As parents consider the various aspects involved in selecting a summer camp for their children, they will find a staggering number of choices for campers with particular interests.
Summer camps remain extremely popular. According to the American Camp Association (ACA), more than 14,000 camps in the U.S., serve over 14 million campers every summer.
“Traditionally, selecting a summer camp was fairly straightforward, because they would typically offer the same activities,” according to Connecticut Better Business Bureau spokesman Howard Schwartz.
“There are number of camps with a diverse menu of specialties for young people, such as learning new skills, enjoying their existing hobbies or interests, in addition to participating in sports, cookouts, overnight trips and the other activities that make summer camp appealing.”
Specialty camps offer activities such as archaeology, biology, business skills, chemistry, computer courses, foreign languages, geology, journalism, marine and veterinary sciences, math, medicine and robotics. The options allow campers to develop new skills and interests, and give them the opportunity to consider what sort of career path they may want to follow in the years ahead.
When looking for a summer camp, parents may want to use the same approach as they would when selecting a daycare center. Although a website and marketing material may provide a great deal of information, BBB recommends visiting the facilities and asking questions.
Connecticut Better Business Bureau has some tips and a checklist to help parents select a summer camp that is safe, as well as fun.
Questions to ask during an on-site summer camp visit:
How long has the camp been in business?
Has ownership changed hands recently?
What are the camp director’s qualifications and experience?
Are background checks performed on all staff and volunteers?
Do any activities require extra fees to participate?
Can the camp accommodate campers with special dietary and other needs?

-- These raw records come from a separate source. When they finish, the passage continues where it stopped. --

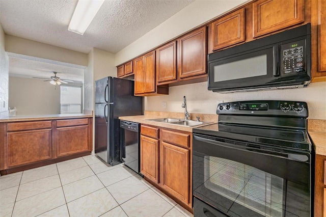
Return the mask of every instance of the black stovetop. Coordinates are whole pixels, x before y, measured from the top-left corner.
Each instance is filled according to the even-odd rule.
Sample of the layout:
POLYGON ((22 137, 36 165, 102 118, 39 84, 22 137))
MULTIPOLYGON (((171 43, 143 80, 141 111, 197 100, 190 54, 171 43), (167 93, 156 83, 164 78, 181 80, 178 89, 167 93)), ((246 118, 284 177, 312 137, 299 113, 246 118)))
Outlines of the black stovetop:
POLYGON ((308 106, 303 102, 251 101, 220 103, 218 124, 193 132, 271 148, 311 151, 307 133, 308 106), (227 106, 228 109, 226 109, 227 106), (253 110, 250 107, 253 106, 253 110), (294 109, 303 108, 300 111, 294 109), (262 108, 261 110, 256 108, 262 108), (242 109, 241 108, 242 107, 242 109))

Other helpful questions include:
What are the policies in the event of injury? How close is the nearest hospital? What policies do they have to keep campers safe? And how do they deal with campers who get homesick?
Ask for references to determine whether there is anything the campers or parents liked or didn’t like about the camp and whether they would recommend the facility to other parents.
Look for camps that are certified by the American Camp Association, whose accredited camps must meet as many as 300 nationally-recognized standards.
Check bbb.org, to see whether there are any complaints against a camp, and if so – how they were handled.